Modified Fluorouracil, Leucovorin, Irinotecan, and Oxaliplatin or S-1, Irinotecan, and Oxaliplatin Versus Nab-Paclitaxel + Gemcitabine in Metastatic or Recurrent Pancreatic Cancer (GENERATE, JCOG1611): A Randomized, Open-Label, Phase II/III Trial
Akihiro Ohba, Masato Ozaka, Junki Mizusawa, Takuji Okusaka, Satoshi Kobayashi, Taro Yamashita, Masafumi Ikeda, Ichiro Yasuda, Kazuya Sugimori, Naoki Sasahira, Kenji Ikezawa, Ikuya Miki, Naohiro Okano, Nobumasa Mizuno, Masayuki Furukawa, Hirofumi Shirakawa, Y. Sano, Hiroshi Katayama, Junji Furuse, Makoto Ueno, Keiya Okamura, Yoshito Komatsu, Akio Katanuma, Michiaki Unno, Hirofumi Shirakawa, Hironori Yamaguchi, Satoshi Shimizu, Masafumi Ikeda, Hiroshi Ishii, Naoya Kato, Takuji Okusaka, Fumio Nagashima, Takao Itoi, Yasushi Kojima, Hidekazu Kuramochi, Naoki Sasahira, Keiji Sano, Shinichiro Takahashi, Yu Sunakawa, Makoto Ueno, Yusuke Kumamoto, Kazuya Sugimori, Kazuhiko Shioji, Ichiro Yasuda, Taro Yamashita, Kunihiro Tsuji, Kentaro Yamazaki, Kazuo Hara, Etsuro Hatano, Hidetoshi Eguchi, Masatoshi Kudo, Kazuyoshi Ohkawa, Kunihito Gotoh, Sohei Satoi, Kazutoshi Tobimatsu, Seiko Hirono, Ikuya Miki, Masayuki Kitano, Hiroaki Nagano, Akinori Asagi, Takehiro Okabayashi, Masayuki Furukawa, Nao Fujimori, Kazuhiko Nakao, Akio Ido
Abstract
PURPOSE Modified fluorouracil, leucovorin, irinotecan, and oxaliplatin (mFOLFIRINOX) and nab-paclitaxel + gemcitabine are recommended as first-line treatments for metastatic pancreatic cancer. S-1, irinotecan, and oxaliplatin (S-IROX) demonstrated activity in a phase Ib trial in this population. Therefore, these three regimens were directly compared. METHODS This randomized phase II/III trial was performed at 45 centers in Japan.
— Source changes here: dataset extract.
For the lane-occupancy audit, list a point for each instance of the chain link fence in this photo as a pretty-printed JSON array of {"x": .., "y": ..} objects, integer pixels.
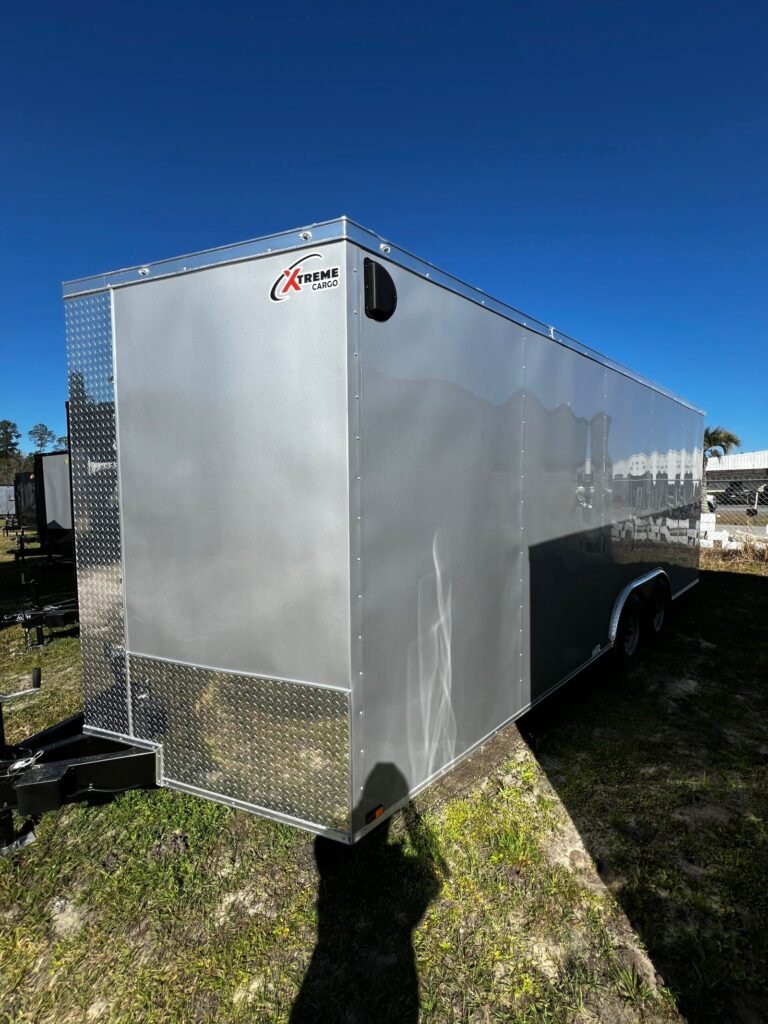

Eligible patients age 20-75 years with an Eastern Cooperative Oncology Group performance status of 0 or 1 and pathologically confirmed metastatic or recurrent pancreatic cancer were randomly assigned (1:1:1) to receive mFOLFIRINOX (oxaliplatin 85 mg/m 2 over 2 hours, irinotecan 150 mg/m 2 over 90 minutes, l-leucovorin 200 mg/m 2 over 2 hours, each once daily on day 1, and fluorouracil 2,400 mg/m 2 over 46 hours on days 1-3, every 2 weeks), S-IROX (oxaliplatin 85 mg/m 2 over 2 hours, irinotecan 150 mg/m 2 over 90 minutes on day 1, and S-1 80 mg/m 2 /day administered orally twice daily on days 1-7, every 2 weeks), or nab-paclitaxel (125 mg/m 2 ) + gemcitabine (1,000 mg/m 2 ) on days 1, 8, and 15 every 4 weeks. The primary end point was overall survival (OS). RESULTS A total of 527 patients were enrolled, with 426 included in the planned interim analysis. The median OS was 14.0 months (hazard ratio [HR], 1.31 [95% CI, 0.97 to 1.77]) and 13.6 months (HR, 1.35 [95% CI, 1.00 to 1.82]) in the mFOLFIRINOX and S-IROX groups, respectively, as compared with 17.1 months in the nab-paclitaxel + gemcitabine group. The predictive probability of achieving superiority in the final analysis was <1% in both groups. Thus, the trial was terminated owing to its futility. Grade 3 to 4 anorexia was more frequent in the mFOLFIRINOX (23.3%) and S-IROX (27.5%) groups than in the nab-paclitaxel + gemcitabine group (5.0%). CONCLUSION Neither mFOLFIRINOX nor S-IROX appeared to be superior compared with nab-paclitaxel + gemcitabine as the first-line treatment for metastatic or recurrent pancreatic cancer.